This is a tutorial for writing reports with the R package
papaja.
But why write in R in the first place? Why use
papaja?
Advantages:
Formatting looks beautiful without much effort needed.
Conform to APA style (6th version). papaja is short
for Preparing APA Journal Articles.
No need to go back and forth between R and Word to update figures and results.
Results are more reproducible with all data and analysis codes available in the document.
Disadvantages:
Learning curve is steeper at the start.
Need latex knowledge if you want to achieve something more complicated.
No grammar checker (Grammarly I’m looking at you), spelling corrector is not great.
With Github, collaboration and change tracking are possible. But, I haven’t found a nice way to share and receive feedback.
Hope this gives you some motivation to learn papaja!
Below are the learning objectives for this tutorial:
1. Install the package, and apply the template.
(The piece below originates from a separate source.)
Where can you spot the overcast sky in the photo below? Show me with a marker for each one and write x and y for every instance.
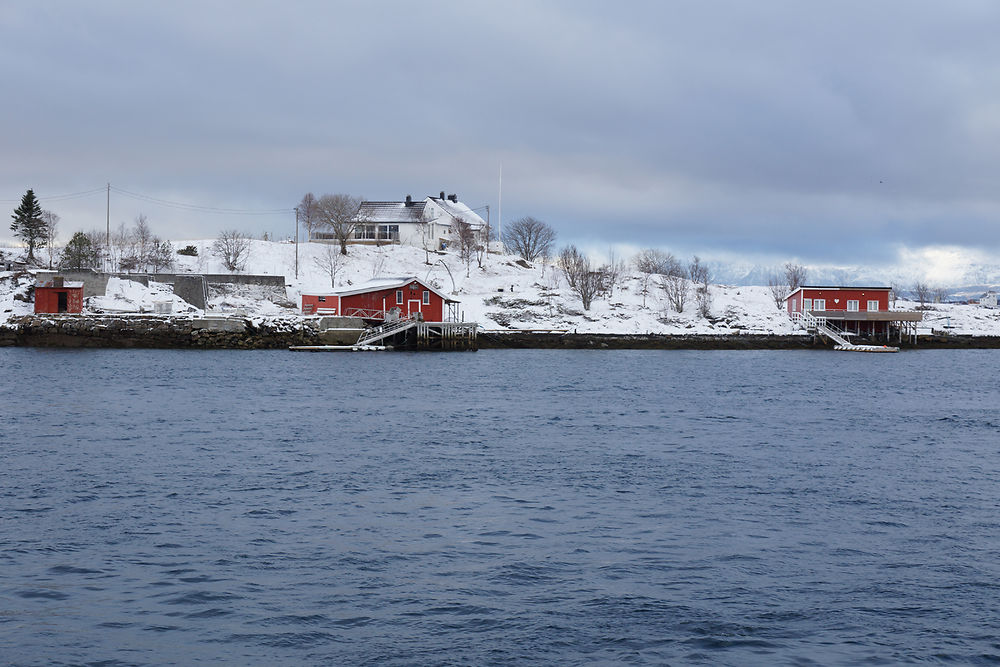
(829, 132)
2. Know what YAML is, and apply basic changes.
3. Create in-text citations and bibliography with the help of Zotero/.bib file.
4. Understand how to print variable values in text.
To follow this tutorial, you’ll need:
R and R Studio, for sure. I recommend updating R Studio to a version greater than v1.4, as the visual markdown editor is very useful.
R Markdown
Zotero (optional)
Some basic knowledge of the R Studio interface
Let’s start by creating a new project and installing the required packages.
Create a new project: File –> New Project –> New Directory –> New Project.
Let’s name this project papaja_tutorial, and put it in a
place you know of.
To knit markdown files into PDFs, you’ll need the
tinytex package. Install tinytex by running
the following line in the R console:
if(!requireNamespace("tinytex", quietly = TRUE)) install.packages("tinytex")
Troubleshooting: if you see the error message “/usr/local/bin not writable” like I did, run these lines in the terminal, not in R console (reference):
[ -e /usr/local/bin ] || sudo mkdir -p /usr/local/bin
sudo chown -R `whoami`:admin /usr/local/bin
~/Library/TinyTeX/bin/*/tlmgr path add
Alternatively, you may also consider MikTeX for Windows, MacTeX for Mac, or TeX Live for Linux. See the papaja manual for details.
Run these lines in the console to install papaja:
if(!requireNamespace("remotes", quietly = TRUE)) install.packages("remotes")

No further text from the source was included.